Many cloud services, from those offered by Microsoft and Google to much smaller, niche services, are hosted outside of the EU – notably in the US – where the GDPR is not enshrined in law. Until yesterday, the so called “EU-US Privacy Shield” was a mechanism by which businesses within the EU and US could exchange data with each other under the auspices of being compliant with the GDPR.
No longer. Yesterday (16th June), the Court of Justice of the European Union ruled that any cloud services hosted in the US are incapable of complying with the GDPR and EU privacy rules. The Privacy Shield framework, therefore, lies in tatters and companies will likely need to sign up to non-negotiable contracts drawn up by Europe, already in use in other countries besides the US, to avoid heavy fines. Many larger providers already use these “Standard Contractual Clauses”. Microsoft are an example, and they’ve released a statement to this effect noting that use of their services fully complies with EU law irrespective of yesterday’s ruling.

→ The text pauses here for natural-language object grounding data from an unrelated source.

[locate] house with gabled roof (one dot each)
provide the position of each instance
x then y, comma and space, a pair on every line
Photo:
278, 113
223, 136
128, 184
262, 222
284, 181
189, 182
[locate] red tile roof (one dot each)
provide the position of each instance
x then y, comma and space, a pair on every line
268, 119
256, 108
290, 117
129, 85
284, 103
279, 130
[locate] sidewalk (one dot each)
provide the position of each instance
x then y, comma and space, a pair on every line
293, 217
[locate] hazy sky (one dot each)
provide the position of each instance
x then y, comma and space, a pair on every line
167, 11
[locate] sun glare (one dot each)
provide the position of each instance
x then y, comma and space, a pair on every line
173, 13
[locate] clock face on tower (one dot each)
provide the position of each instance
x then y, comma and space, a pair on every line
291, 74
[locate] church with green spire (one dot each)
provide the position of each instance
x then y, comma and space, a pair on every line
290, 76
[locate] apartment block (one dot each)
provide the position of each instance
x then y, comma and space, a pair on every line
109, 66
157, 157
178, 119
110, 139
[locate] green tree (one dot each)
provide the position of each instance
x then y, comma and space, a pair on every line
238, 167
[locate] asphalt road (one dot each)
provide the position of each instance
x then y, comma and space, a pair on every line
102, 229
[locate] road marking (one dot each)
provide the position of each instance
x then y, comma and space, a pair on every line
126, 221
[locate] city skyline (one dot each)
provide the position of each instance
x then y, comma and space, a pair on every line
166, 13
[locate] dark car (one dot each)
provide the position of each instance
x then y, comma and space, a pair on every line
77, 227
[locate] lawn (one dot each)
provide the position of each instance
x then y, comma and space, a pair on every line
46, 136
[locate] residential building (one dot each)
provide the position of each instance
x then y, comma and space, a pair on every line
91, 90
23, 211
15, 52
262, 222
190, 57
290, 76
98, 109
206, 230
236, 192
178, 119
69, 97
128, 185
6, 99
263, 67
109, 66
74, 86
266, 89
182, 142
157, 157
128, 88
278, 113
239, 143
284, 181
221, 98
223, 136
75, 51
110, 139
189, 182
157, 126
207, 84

O’Brien Media are very “data conscious” and ensure that the services we use are fully compliant. Our preferred platform for website data analytics, for example, is Matomo. We host this ourselves as an offering to our customers, and it’s physically hosted in London.
If you’re an O’Brien Media customer, we’d be happy to check your website for software and plugins that may be a problem and offer advice – just give us a call.
It is perhaps worthy of note that “Brexit” will make no difference to the UK’s adoption of the GDPR – it’s still in effect until the end of the transition period (December 2020), and will be retained in UK law at the end of this period.